Denn die Hauptlast der Emissionen erzeugen Flugzeuge nun mal bei Start, Flug und Landung. Um das auf einen Flughafen berechnen zu können, verwendet man in der Regel das Halbstreckenprinzip: Der Kerosinverbrauch für die halbe Strecke wird jeweils dem Startflughafen zugerechnet, die andere Hälfte dem Zielflughafen.

Die CO2-Emissionen des Flughafens Leipzig / Halle nacxh dem Halbstreckenprinzip. Grafik: Bürgerinitiative "Gegen die neue Flugroute"
Die CO2-Emissionen des Flughafens Leipzig/Halle nach dem Halbstreckenprinzip. Grafik: Bürgerinitiative „Gegen die neue Flugroute“

Und da geht es nicht nur um geradezu winzige 22.000 oder 35.000 Tonnen. Für 2008 ergab diese Berechnung allein für den Flughafen Leipzig/Halle 1,167 Millionen Tonnen oder ausgeschrieben: 1.167.000 Tonnen. Und weil gerade der Frachtflugverkehr seitdem dramatisch zugenommen hat, stehen für 2018 schon 1,99 Millionen Tonnen zu Buche. Inzwischen dürften es um die 2 Millionen Tonnen sein und mit der Flughafenerweiterung ist um 2030 mit 3 Millionen Tonnen zu rechnen.

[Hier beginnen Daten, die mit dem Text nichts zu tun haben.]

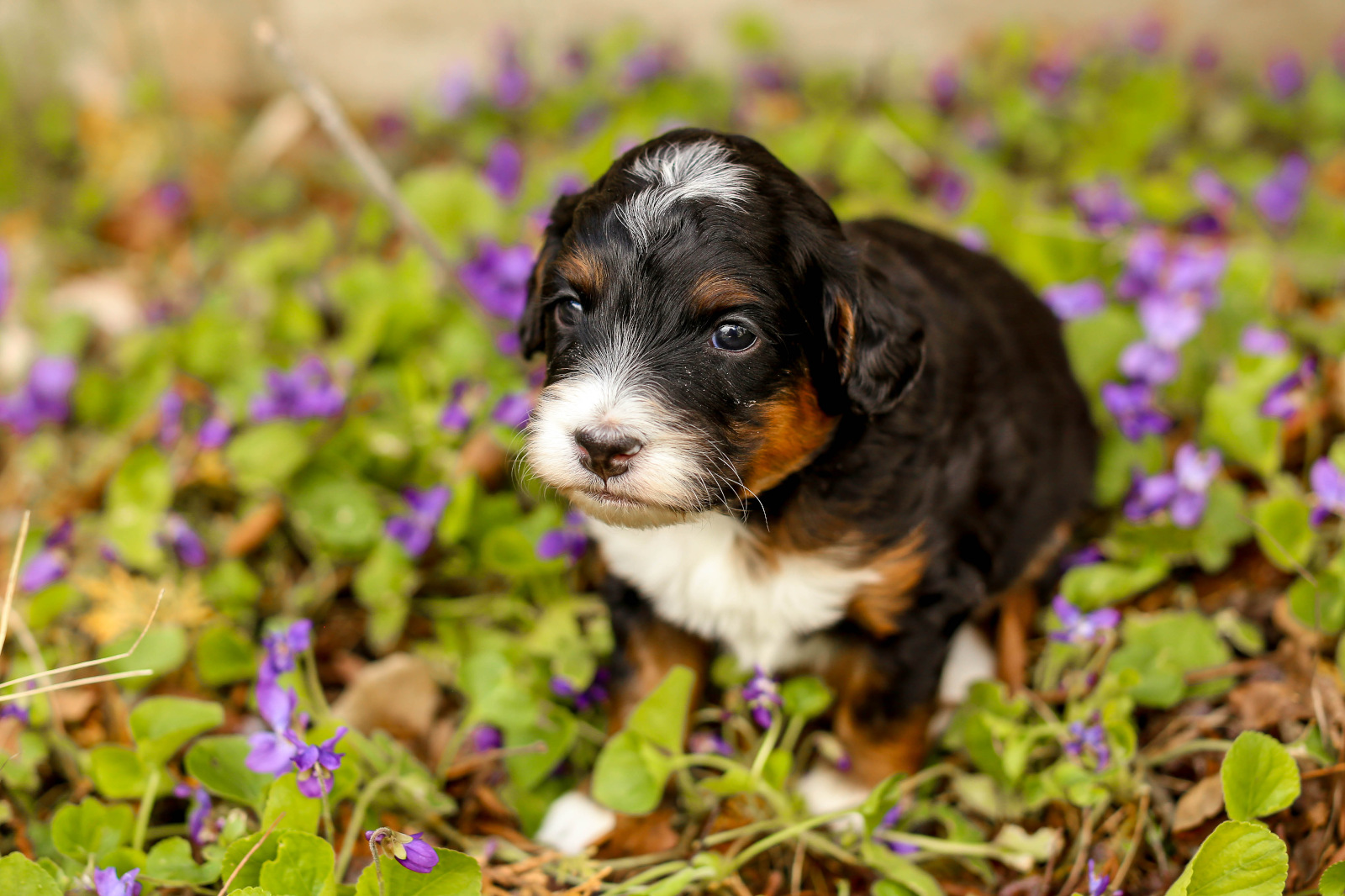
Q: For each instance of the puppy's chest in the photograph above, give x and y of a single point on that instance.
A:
(706, 577)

Das heißt: Während die Stadt Leipzig ihre CO2-Last von derzeit rund 3,4 Millionen Tonnen senken will auf perspektivisch 1 Million Tonnen, will der Flughafen seine CO2-Last sogar noch steigern. Die auf den Flughafenbetrieb berechneten rund 10.000 Tonnen von 2019 machen am derzeitigen Gesamtaufkommen an CO2-Emissionen, die dem Flughafen Leipzig/Halle zugerechnet werden können, gerade einmal 0,5 Prozent aus. Die CO2-Reduktion ist zwar richtig und wichtig, aber in der Gesamtbilanz des Flughafens nur ein Feigenblatt.

Es deckt den Blick darauf zu, dass die Zahl der Starts und Landungen mit teils großen und treibstoffschluckenden Maschinen immer weiter steigt und dass emissionsärmere Flugzeuge in der Gesamtbilanz bislang noch kaum eine Rolle spielen. Ein Flughafenausbau würde übrigens auch sämtliche Klimaschutzziele in der Region Leipzig ad absurdum führen.